Canetas emagrecedoras e nutrição estão mudando a forma como muita gente se relaciona com a comida — e levantando uma pergunta simples: o que acontece quando a fome quase desaparece?
Com a popularização de medicamentos como semaglutida e tirzepatida, conhecidos como “canetas emagrecedoras”, o apetite reduzido virou aliado de quem busca perder peso. Mas esse mesmo efeito pode abrir espaço para um problema menos visível: a ingestão insuficiente de nutrientes essenciais.
Segundo o nutricionista Pedro Perim, membro do American College of Sports Medicine, comer menos não garante uma alimentação melhor. Na prática, a redução do consumo pode levar a déficits de vitaminas e minerais como A, C, D, E, cálcio, ferro e potássio. O impacto vai além da balança: imunidade, saúde óssea e metabolismo podem ser comprometidos, além do risco de perda de massa muscular.
Nesse cenário, alguns alimentos básicos ganham protagonismo por entregarem densidade nutricional em pequenas porções. Entre eles, o leite aparece como um aliado acessível e eficiente. “O leite de vaca oferece uma combinação rica de nutrientes, especialmente útil quando a ingestão alimentar está reduzida”, explica o especialista.
A bebida reúne proteínas de alto valor biológico, como caseína e componentes do whey protein, que ajudam na saciedade e na preservação da massa muscular — um ponto crítico em processos de emagrecimento.

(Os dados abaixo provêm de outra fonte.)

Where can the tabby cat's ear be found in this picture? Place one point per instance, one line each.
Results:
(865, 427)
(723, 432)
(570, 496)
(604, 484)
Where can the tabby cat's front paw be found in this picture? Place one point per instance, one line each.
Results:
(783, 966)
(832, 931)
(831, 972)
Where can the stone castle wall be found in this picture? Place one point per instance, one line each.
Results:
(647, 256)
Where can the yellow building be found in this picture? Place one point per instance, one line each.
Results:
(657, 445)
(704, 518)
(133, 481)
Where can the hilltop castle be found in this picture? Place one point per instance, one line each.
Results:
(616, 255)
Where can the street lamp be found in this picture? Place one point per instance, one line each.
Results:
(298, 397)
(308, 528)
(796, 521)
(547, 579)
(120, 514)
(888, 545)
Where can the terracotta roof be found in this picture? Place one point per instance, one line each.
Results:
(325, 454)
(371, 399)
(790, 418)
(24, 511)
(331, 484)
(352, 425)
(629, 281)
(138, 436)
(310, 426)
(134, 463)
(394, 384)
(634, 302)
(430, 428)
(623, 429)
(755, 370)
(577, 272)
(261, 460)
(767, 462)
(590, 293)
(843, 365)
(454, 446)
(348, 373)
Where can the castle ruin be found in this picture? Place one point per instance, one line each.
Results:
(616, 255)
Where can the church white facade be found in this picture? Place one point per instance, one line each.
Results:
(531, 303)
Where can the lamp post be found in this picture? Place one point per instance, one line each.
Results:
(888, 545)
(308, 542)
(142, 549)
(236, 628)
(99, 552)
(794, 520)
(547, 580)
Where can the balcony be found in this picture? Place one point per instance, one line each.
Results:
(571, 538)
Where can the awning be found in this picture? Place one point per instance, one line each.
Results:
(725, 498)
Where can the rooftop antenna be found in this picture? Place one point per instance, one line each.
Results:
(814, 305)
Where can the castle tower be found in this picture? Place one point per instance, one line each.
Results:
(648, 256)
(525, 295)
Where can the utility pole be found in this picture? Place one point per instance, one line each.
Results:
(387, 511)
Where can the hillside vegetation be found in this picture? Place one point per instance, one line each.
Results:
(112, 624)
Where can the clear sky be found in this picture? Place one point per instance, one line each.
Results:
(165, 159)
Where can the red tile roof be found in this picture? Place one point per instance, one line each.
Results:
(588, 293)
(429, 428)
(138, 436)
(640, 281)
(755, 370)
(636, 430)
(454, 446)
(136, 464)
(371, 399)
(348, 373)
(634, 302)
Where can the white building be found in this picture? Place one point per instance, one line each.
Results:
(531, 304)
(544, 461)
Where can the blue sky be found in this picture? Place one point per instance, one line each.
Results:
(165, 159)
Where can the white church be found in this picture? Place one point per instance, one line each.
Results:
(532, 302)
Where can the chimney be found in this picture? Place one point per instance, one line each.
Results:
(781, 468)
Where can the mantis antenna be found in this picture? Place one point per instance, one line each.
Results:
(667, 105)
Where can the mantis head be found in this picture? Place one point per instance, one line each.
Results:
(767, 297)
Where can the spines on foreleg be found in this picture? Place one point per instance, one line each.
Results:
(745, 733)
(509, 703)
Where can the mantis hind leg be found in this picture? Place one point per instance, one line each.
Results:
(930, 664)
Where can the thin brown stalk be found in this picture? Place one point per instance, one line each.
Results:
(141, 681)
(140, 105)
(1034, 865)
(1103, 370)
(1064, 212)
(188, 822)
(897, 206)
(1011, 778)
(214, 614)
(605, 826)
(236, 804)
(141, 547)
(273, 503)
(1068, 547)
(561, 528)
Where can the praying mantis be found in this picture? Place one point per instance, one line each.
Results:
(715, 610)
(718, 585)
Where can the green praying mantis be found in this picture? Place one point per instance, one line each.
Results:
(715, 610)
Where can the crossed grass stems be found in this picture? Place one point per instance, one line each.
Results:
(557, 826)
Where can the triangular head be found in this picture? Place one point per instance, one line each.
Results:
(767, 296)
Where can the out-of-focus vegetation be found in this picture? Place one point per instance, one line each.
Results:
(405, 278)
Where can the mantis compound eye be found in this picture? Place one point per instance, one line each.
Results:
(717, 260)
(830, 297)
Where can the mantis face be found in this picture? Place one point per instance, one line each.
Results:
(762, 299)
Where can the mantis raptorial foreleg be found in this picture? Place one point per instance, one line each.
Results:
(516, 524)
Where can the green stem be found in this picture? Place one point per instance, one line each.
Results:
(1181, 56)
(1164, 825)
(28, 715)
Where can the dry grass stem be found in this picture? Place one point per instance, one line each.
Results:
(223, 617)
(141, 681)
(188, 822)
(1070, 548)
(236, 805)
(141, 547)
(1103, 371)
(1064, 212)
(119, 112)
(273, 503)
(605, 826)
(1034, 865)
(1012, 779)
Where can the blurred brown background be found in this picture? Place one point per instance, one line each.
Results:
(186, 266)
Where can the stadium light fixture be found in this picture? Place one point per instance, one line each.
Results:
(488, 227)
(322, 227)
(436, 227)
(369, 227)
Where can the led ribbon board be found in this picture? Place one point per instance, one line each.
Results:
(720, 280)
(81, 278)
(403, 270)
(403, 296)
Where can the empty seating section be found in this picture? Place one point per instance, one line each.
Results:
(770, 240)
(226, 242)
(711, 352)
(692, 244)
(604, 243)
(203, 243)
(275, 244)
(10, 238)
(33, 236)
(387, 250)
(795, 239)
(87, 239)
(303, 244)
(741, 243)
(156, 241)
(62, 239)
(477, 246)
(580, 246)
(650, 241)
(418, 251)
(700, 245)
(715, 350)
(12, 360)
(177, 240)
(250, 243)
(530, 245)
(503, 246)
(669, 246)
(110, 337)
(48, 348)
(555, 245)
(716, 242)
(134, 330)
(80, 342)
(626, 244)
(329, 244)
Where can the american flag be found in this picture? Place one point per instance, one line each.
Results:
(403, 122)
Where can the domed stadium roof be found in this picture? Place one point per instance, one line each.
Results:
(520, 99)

Além disso, fornece cálcio, importante para ossos e dentes, e vitaminas como A, D e do complexo B, que participam de funções metabólicas essenciais.
Outros alimentos simples, como ovos e sardinha, também podem ajudar a recompor nutrientes no dia a dia. A lógica é direta: se a quantidade de comida diminui, a qualidade precisa aumentar.
Mesmo assim, não há solução única. A recomendação é que qualquer dieta, especialmente associada ao uso dessas medicações, seja acompanhada por um nutricionista. Em termos gerais, indica-se o consumo de três porções diárias de leite ou derivados dentro de um plano equilibrado. Para quem busca reduzir calorias, versões com menor teor de gordura podem ser consideradas.
No fim, a tendência é clara: emagrecer com apoio farmacológico exige mais do que disciplina — pede estratégia nutricional. E, nesse contexto, escolhas simples podem fazer diferença concreta no resultado e na saúde a longo prazo.